Circus of Horrors, es un filme atractivo por su impostura y su eficaz planteamiento, una pieza criminal que se desmorona cuando mimetiza con un mural condescendiente como el creado por Cecil B. DeMille para El mayor espectáculo del mundo y sorprende cuando relativiza su prurito documental y se centra en el poder metafórico de la máscara. El uso de la falsa identidad para sazonar adecuadamente el pálpito homicida es el último cometido cinematográfico de Haynes para la ocasión.
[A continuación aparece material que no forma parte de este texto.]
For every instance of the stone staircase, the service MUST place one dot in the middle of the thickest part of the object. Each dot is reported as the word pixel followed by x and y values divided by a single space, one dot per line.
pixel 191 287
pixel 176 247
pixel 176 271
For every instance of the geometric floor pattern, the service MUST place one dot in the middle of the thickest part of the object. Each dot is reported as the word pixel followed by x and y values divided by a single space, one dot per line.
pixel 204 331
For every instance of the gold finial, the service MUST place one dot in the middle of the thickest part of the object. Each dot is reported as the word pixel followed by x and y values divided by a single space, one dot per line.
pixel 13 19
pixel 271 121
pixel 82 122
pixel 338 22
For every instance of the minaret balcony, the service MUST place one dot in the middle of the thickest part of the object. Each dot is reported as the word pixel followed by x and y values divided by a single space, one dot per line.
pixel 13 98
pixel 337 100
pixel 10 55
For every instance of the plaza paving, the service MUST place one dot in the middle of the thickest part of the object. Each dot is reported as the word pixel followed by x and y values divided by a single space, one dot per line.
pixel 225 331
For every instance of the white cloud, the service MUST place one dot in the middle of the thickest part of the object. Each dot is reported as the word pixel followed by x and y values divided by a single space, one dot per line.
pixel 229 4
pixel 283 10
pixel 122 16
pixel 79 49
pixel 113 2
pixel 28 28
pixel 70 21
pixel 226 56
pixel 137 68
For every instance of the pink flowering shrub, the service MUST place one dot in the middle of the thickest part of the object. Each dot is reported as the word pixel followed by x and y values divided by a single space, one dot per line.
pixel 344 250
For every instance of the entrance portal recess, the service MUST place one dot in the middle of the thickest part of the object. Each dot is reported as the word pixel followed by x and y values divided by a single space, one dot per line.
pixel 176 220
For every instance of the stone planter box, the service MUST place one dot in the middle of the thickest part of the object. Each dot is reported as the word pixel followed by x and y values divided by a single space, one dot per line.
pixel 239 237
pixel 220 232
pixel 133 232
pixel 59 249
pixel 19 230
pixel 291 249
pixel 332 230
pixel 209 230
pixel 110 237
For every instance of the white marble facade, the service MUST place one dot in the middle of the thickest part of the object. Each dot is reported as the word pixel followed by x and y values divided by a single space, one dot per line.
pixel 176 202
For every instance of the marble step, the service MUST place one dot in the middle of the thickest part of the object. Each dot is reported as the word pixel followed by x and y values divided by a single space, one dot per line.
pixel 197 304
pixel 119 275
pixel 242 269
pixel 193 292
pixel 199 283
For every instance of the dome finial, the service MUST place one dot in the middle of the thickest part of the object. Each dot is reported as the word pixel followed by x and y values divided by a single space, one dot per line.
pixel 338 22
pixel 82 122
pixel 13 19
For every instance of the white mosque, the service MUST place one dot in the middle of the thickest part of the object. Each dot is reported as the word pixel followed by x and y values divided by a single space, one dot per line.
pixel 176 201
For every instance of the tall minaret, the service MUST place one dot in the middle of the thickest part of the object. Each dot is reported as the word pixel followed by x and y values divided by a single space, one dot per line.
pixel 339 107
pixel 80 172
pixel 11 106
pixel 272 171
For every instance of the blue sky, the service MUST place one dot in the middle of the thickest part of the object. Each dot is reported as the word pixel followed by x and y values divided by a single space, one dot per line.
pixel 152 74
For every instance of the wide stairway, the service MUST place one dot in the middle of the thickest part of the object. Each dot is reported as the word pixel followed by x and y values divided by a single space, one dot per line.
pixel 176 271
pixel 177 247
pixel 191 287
La extraordinaria eficacia con que Circus of Horrors pasea su mirada por el ghetto de los buhoneros y las mujeres marcadas a bisturí bien vale un visionado, un reconocimiento. Bien es cierto que Haynes acabaría ideando un estupendo vehículo televisivo para las operadísimas chicas de Los vilantes de la playa y, cosas del destino, de un modo más aséptico emularía a su controvertido Dr. Schules, pero, retruécanos anecdóticos al margen, hemos de subrayar la coherencia de su breve carrera cinematográfica. Bueno sería pensar en el realizador británico como el hombre que ideó un reverso inquietante del payaso Gywnplaine (El hombre que ríe): concretamente un ejército de tristes payasos de piernas bonitas obligados a pasear entre leones. Ya se sabe, la arena del circo siempre fue peligrosa y excitante, el cine ha dado buenas muestras de ello.
Por último, bueno sería recordar la figura del actor alemán Antón Driffing (1918-1989) espléndido en su papel del peligroso Dr. Schules. Driffing trabajó mucho en su país, donde pudo participar en alguno de los ‘crimis’ inspirados en la pluma de Edgar Wallace para su adaptación a la gran pantalla. Además de en el Reino Unido trabajó como actor de reparto en muchos filmes bélicos, adscrito a ese género encarnó el rol de oficial nazi en innumerables ocasiones. Películas primerizas como The Black Tent (1956) o Reach for the Sky (1956) se encargaron de reforzar su imagen de oficial ario. Quizás algunos seguidores del fantástico británico recuerden también su presencia en The Beast Must Die (1974), uno de los filmes más lamentables de la productora Amicus. De Antón Driffing podríamos decir que, a grandes rasgos, fue un actor incomprensiblemente desaprovechado.